Con: Minimal legroom for occupants, sluggish transmission, pricey options.

Pro: Capable suspension, impressive safety features, overall Toyota build quality.

Edmunds Say: Reliable but bland, the 2000 Toyota Corolla is a conservative pick in the economy sedan class.

What’s New: The 2000 Toyota Corolla receives increased performance from VVT-i engine technology. Horsepower jumps from 120 to 125. The Corolla also achieves low emission vehicle status this year.

Review: The Toyota Corolla has gone through many changes since it was first introduced in 1968. Over the course of its long life, the Corolla has appeared as a hatchback, coupe, wagon and sedan. The world has seen enough people fall in love with this car to make it one of the best-selling vehicles in the history of automobiles.

Now while that's neat and all, we're sure that what's really important to you and your wallet is whether the modern Corolla still has what it takes to stomp out its competitors. The current Corolla platform was introduced in 1998. In those two short years, the Dodge Neon, Ford Focus, Mazda Protege, and Volkswagen Golf have all been substantially redesigned or newly introduced.

To fend them off, the Corolla comes equipped with a 1.8-liter, all-aluminum, DOHC four-cylinder engine that cranks out 125 horsepower. This is five more than last year, thanks to a variable valve timing and lift system that Toyota calls VVT-i. VVT-i employs continuously variable intake valve timing to provide greater engine performance, better fuel economy and reduced pollution over a wide range of rpm.

With the exception of minimal legroom for both the driver and passengers, the Corolla's interior ergonomics are flawless. Toyota also managed to pack a multitude of interior storage compartments into the Corolla, including a small pullout drawer in the dash and a large bin under the HVAC controls. There is very little road noise and the Corolla handles quite well for a compact sedan.
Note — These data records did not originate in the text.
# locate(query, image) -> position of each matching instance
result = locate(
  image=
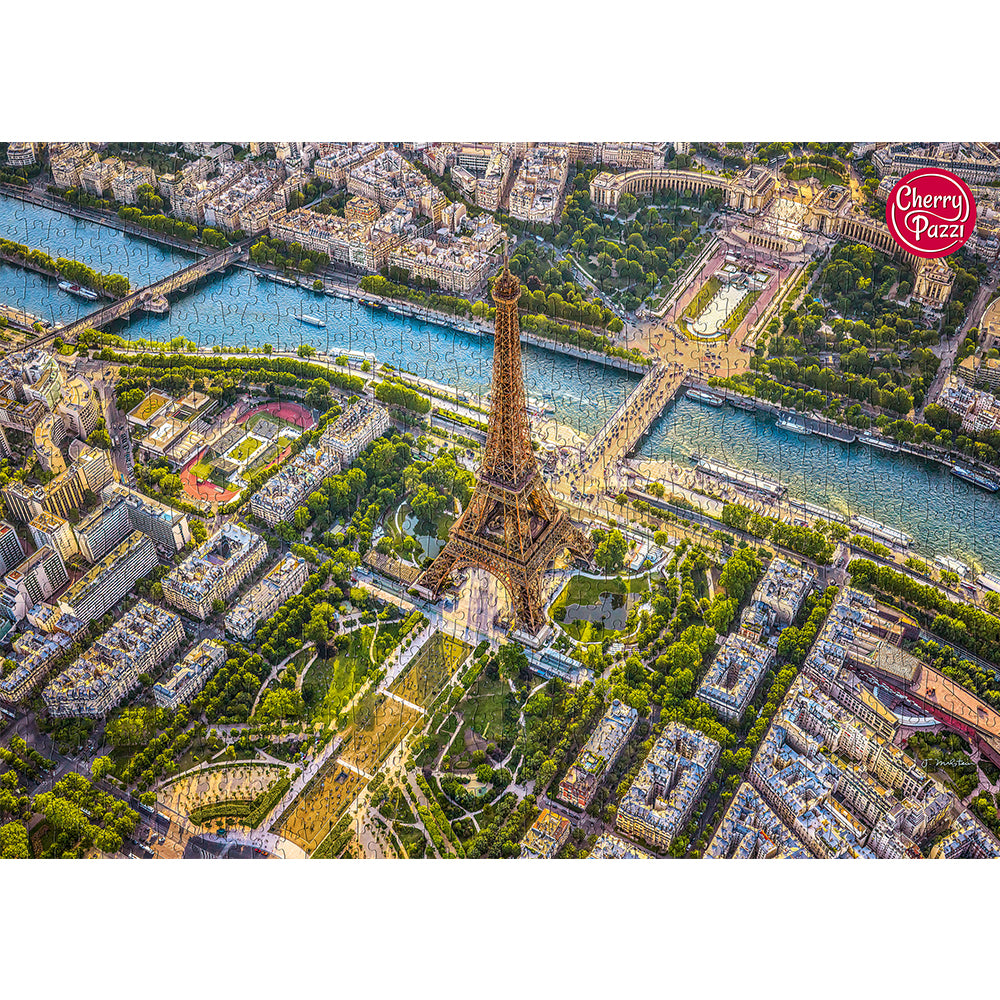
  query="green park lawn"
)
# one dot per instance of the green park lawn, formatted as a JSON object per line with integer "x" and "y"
{"x": 430, "y": 669}
{"x": 586, "y": 592}
{"x": 244, "y": 450}
{"x": 330, "y": 684}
The Corolla is one of the best compact sedans on the market. Few competitors (with the exception of Honda) can match Toyota's run-forever reputation and high levels of build quality. But the Corolla will certainly have its work cut out for it in 2000. Equipped with options most customers are expecting these days (such as ABS, CD player, and cruise control), the price of a Corolla can quickly jump to more than $18,000.